Secondo la recente ricerca “Cybersecurity nella sanità: minacce, sfide e risposte strategiche in un panorama in rapida evoluzione” di Kaspersky, condotta da Censuswide tra i dirigenti C-Level di grandi aziende sanitarie italiane (oltre mille dipendenti), il 73% delle strutture ha subito almeno un incidente di sicurezza informatica negli ultimi dodici mesi. Di queste, quasi una su quattro (24%) ha subito attacchi gravi, con conseguenze rilevanti sul piano operativo e organizzativo. In media, queste aziende hanno sperimentato due episodi di interruzione dei sistemi all’anno. Il 63% ha dichiarato di aver subito un’interruzione dell’operatività tra le due e le tre volte, mettendo a rischio la continuità dei servizi. In particolare, il 66% delle organizzazioni ha subito tentativi di furto di dati sensibili o proprietà intellettuale, con un picco rilevato negli ultimi 4-6 mesi nel 45% dei casi, segno di un’accelerazione degli attacchi.

Le minacce percepite come più critiche sono il ransomware (31%), una tipologia di attacco che può bloccare l’intera infrastruttura IT fino al pagamento di un riscatto. Seguono le violazioni fisiche alla sicurezza (23%), come accessi non autorizzati all’interno delle strutture sanitarie, con il rischio di manomissione di dispositivi medici o furto di dati direttamente dai terminali. Al terzo posto si trovano le minacce interne (22%), dovute a comportamenti negligenti o intenzionalmente dannosi da parte di dipendenti o collaboratori, che spesso rappresentano un anello debole nel sistema di difesa informatica. In coda, ma comunque rilevanti, ci sono gli accessi non autorizzati ai sistemi (21%), gli attacchi alla supply chain (17%) e la mancanza di visibilità sui dispositivi connessi (17%), che evidenziano quanto sia critico mantenere il controllo su reti e fornitori.

Il 76% degli intervistati teme sanzioni per mancata conformità normativa e le interruzioni dei servizi sanitari preoccupano il 74%, al pari dei danni reputazionali (74%) e delle perdite finanziarie (73%). Presenti anche i timori legati alla sicurezza dei pazienti (72%) e alla compromissione dei dati clinici (71%). 

Le difficoltà da superare

Uno dei principali ostacoli indicati dai dirigenti per affrontare questi rischi è la difficoltà nel quantificare il rischio informatico in termini concreti (34%), elemento che spesso impedisce di allocare correttamente risorse e priorità. A questo si aggiunge la rapida evoluzione delle minacce (33%), che rende difficile mantenere i sistemi aggiornati e pronti a reagire, e la mancanza di competenze tecniche interne (31%), ancora troppo diffusa nelle strutture sanitarie. Anche il linguaggio tecnico complesso utilizzato nei contesti di cybersecurity (26%) e la difficoltà di bilanciare efficienza operativa e conformità normativa (28%) rappresentano barriere all’adozione di misure adeguate.

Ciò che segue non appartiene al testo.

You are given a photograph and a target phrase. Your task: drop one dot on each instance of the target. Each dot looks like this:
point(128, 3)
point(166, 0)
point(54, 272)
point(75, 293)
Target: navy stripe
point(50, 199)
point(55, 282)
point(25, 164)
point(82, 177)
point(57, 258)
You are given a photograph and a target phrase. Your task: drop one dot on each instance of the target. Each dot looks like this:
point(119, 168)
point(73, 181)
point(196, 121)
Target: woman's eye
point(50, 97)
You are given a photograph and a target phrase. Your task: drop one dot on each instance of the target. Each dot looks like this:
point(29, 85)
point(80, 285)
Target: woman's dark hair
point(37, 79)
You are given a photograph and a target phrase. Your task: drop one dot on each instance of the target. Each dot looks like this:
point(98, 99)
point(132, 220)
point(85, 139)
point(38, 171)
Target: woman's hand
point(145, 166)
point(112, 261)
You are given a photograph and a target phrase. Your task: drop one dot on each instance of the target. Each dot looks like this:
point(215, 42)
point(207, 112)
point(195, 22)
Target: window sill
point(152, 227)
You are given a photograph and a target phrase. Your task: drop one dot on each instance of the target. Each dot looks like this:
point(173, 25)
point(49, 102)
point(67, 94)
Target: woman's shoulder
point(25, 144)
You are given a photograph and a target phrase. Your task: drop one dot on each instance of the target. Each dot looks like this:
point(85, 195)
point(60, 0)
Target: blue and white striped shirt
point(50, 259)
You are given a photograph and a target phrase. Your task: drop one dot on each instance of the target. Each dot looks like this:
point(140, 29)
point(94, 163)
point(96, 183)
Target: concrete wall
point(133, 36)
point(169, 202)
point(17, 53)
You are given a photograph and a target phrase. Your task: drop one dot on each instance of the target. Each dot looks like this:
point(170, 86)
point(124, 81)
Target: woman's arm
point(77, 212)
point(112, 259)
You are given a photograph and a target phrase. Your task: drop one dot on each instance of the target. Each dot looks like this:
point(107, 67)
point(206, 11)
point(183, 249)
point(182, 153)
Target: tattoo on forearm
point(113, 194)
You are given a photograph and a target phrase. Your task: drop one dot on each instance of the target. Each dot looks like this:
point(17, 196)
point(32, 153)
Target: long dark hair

Guardando ai prossimi due anni, i principali rischi individuati rimangono il ransomware (37%), seguito dalla sicurezza della supply chain sanitaria (31%) a cui si affiancano nuove tecnologie emergenti come l’intelligenza artificiale (28%). 

«Questa ricerca – commenta Cesare D’Angelo, General Manager Italy, France & Mediterranean di Kaspersky - conferma che il settore sanitario è diventato un bersaglio privilegiato per i cybercriminali. Proteggere le infrastrutture digitali di queste realtà non è più una scelta, ma una necessità strategica. È fondamentale adottare un approccio proattivo e olistico alla sicurezza, che includa non solo tecnologie avanzate, ma anche formazione e cultura del rischio».